Command line interface

The command line interface (CLI) ist the common way to use Gecos. It offers a range of options to customize the way color schemes are generated.

Color space

The color space, in which the color scheme is optimized can be limited. The range of L*a*b* values, as well as the minimum and maximum saturation can be set. The saturation \(s\) is the euclidean distance from gray at the same lightness:

\[s = \sqrt{{a^*}^2 + {b^*}^2}\]

The following table shows which CLI option to use in order to set the lower or upper limit of a color space value.

Lower limit

Upper limit

L*

--lmin

--lmax

a*

--amin

--amax

b*

--bmin

--bmax

s

--smin

--smax

If you would like to display only the customized color space and skip the color scheme generation use the --dry-run/-n option.

Substitution matrix and alphabet

An alphabet is defined as the set of symbols a sequence may contain. For example the unambiguous nucleobase alphabet contains the four symbols A, C, G and T.

By default Gecos creates a color scheme for the amino acid alphabet based on the BLOSUM62 substitution matrix.

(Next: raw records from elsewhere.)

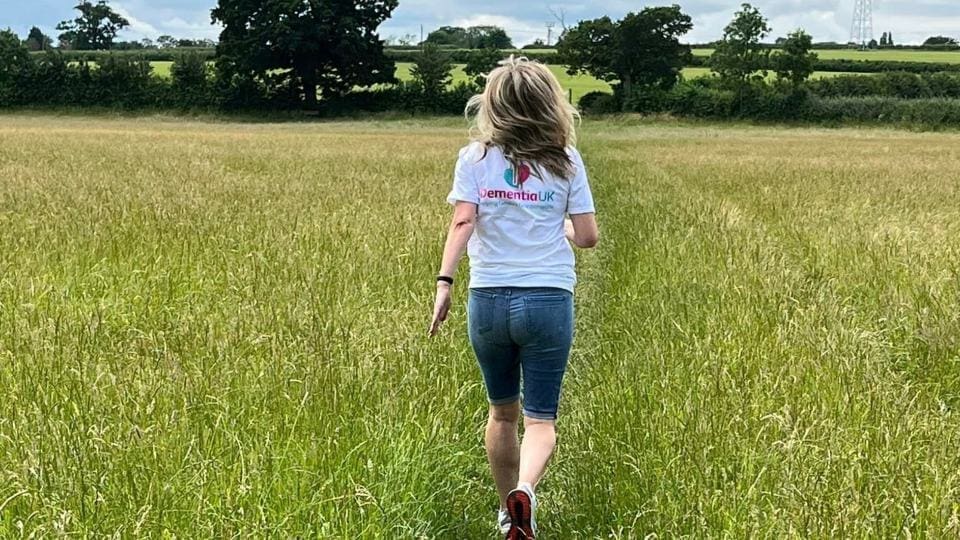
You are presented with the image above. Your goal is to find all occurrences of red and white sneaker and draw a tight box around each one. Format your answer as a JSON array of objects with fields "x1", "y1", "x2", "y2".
[
  {"x1": 505, "y1": 483, "x2": 537, "y2": 539},
  {"x1": 498, "y1": 508, "x2": 511, "y2": 535}
]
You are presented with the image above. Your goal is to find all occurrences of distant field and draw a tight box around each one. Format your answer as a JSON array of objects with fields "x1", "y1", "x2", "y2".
[
  {"x1": 394, "y1": 64, "x2": 854, "y2": 101},
  {"x1": 152, "y1": 61, "x2": 173, "y2": 77},
  {"x1": 85, "y1": 49, "x2": 960, "y2": 85},
  {"x1": 393, "y1": 63, "x2": 610, "y2": 102},
  {"x1": 138, "y1": 61, "x2": 613, "y2": 101},
  {"x1": 145, "y1": 62, "x2": 609, "y2": 101},
  {"x1": 681, "y1": 67, "x2": 853, "y2": 81},
  {"x1": 693, "y1": 48, "x2": 960, "y2": 63}
]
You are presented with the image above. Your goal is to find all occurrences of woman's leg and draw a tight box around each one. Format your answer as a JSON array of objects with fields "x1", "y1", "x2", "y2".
[
  {"x1": 510, "y1": 288, "x2": 574, "y2": 489},
  {"x1": 468, "y1": 289, "x2": 523, "y2": 508},
  {"x1": 518, "y1": 416, "x2": 556, "y2": 487},
  {"x1": 486, "y1": 401, "x2": 521, "y2": 508}
]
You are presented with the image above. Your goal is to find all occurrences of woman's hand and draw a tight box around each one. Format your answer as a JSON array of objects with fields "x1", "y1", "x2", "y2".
[{"x1": 428, "y1": 283, "x2": 453, "y2": 337}]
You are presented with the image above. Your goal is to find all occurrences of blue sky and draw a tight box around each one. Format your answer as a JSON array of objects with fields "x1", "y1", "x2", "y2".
[{"x1": 2, "y1": 0, "x2": 958, "y2": 45}]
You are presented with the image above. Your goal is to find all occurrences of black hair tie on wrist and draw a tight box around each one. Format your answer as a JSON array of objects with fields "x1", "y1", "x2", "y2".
[{"x1": 437, "y1": 276, "x2": 454, "y2": 285}]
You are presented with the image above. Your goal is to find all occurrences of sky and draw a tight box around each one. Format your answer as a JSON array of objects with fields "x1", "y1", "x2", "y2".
[{"x1": 2, "y1": 0, "x2": 959, "y2": 46}]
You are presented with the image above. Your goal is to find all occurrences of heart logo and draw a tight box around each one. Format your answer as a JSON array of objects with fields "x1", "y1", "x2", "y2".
[
  {"x1": 504, "y1": 164, "x2": 532, "y2": 189},
  {"x1": 518, "y1": 164, "x2": 531, "y2": 184}
]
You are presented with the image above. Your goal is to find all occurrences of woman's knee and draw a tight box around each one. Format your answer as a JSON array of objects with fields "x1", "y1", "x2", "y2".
[{"x1": 489, "y1": 401, "x2": 521, "y2": 423}]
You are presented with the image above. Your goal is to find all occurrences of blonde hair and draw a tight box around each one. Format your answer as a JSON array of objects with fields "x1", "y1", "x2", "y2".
[{"x1": 466, "y1": 56, "x2": 580, "y2": 180}]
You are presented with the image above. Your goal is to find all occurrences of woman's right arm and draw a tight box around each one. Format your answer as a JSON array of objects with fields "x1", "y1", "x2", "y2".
[{"x1": 565, "y1": 214, "x2": 599, "y2": 249}]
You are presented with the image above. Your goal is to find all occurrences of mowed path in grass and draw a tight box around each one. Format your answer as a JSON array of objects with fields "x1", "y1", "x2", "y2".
[{"x1": 1, "y1": 115, "x2": 960, "y2": 536}]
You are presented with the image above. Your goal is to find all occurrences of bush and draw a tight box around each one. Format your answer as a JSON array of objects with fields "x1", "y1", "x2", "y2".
[
  {"x1": 91, "y1": 55, "x2": 157, "y2": 107},
  {"x1": 813, "y1": 59, "x2": 960, "y2": 74},
  {"x1": 2, "y1": 50, "x2": 228, "y2": 110},
  {"x1": 805, "y1": 96, "x2": 960, "y2": 126},
  {"x1": 410, "y1": 44, "x2": 452, "y2": 97},
  {"x1": 878, "y1": 71, "x2": 930, "y2": 99},
  {"x1": 26, "y1": 53, "x2": 71, "y2": 105},
  {"x1": 169, "y1": 53, "x2": 215, "y2": 109},
  {"x1": 667, "y1": 82, "x2": 736, "y2": 117},
  {"x1": 608, "y1": 81, "x2": 813, "y2": 121},
  {"x1": 808, "y1": 74, "x2": 882, "y2": 98},
  {"x1": 623, "y1": 88, "x2": 673, "y2": 114},
  {"x1": 463, "y1": 48, "x2": 504, "y2": 87},
  {"x1": 925, "y1": 72, "x2": 960, "y2": 98},
  {"x1": 318, "y1": 81, "x2": 475, "y2": 116},
  {"x1": 30, "y1": 48, "x2": 216, "y2": 63},
  {"x1": 578, "y1": 91, "x2": 620, "y2": 114},
  {"x1": 0, "y1": 30, "x2": 32, "y2": 105},
  {"x1": 809, "y1": 72, "x2": 960, "y2": 99}
]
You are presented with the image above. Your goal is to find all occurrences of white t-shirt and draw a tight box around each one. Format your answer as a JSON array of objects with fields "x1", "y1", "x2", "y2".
[{"x1": 446, "y1": 143, "x2": 596, "y2": 293}]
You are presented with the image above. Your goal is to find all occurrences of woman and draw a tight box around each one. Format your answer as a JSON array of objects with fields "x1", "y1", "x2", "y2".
[{"x1": 428, "y1": 57, "x2": 599, "y2": 539}]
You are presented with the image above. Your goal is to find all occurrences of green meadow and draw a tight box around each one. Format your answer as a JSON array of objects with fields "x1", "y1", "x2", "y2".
[{"x1": 1, "y1": 114, "x2": 959, "y2": 537}]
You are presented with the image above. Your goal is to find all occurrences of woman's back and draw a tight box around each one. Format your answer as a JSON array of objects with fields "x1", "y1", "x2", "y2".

To change the substitution matrix, either a valid NCBI substitution matrix name (e.g. PAM250) or a path to a text file containing a substitution matrix in NCBI format can be given to the --matrix/-m option.

To create a color scheme for another alphabet (e.g. nucleobases or a structural alphabet), the --alphabet/-a option needs to be set. The option takes a string, where each character is treated as individual symbol (e.g. "ACGT" for nucleobases). Therefore, multi-character symbols are not allowed. For multi-character symbols refer to the Python API instead.

Optimization

Based on the color space, the substitution matrix and the alphabet, the optimizer tries to find a color scheme that optimally matches the matrix. In order to increase the quality of the scheme tha amount of optimization steps (--nsteps) or the number of runs (--nruns) can be increased. However, increasing these values also extends the runtime of the optimization. Note that --nruns can take advantage of multiple cores. The number of used cores is set with --nthreads

The simulated annealing can be adjusted even more fine grained by setting the inverse temperature at the first (--beta-start) and last (--beta-end) step of the optimization. For the steps in between the inverse temperature is interpolated exponentially. The step size decreases in the course of the simulated annealing also in an exponential manner, which can be parameterized via --stepsize-start and --stepsize-end. The seed for the random number generator used by the algorithm is set with the --seed option. However, these parameters address the more advanced users.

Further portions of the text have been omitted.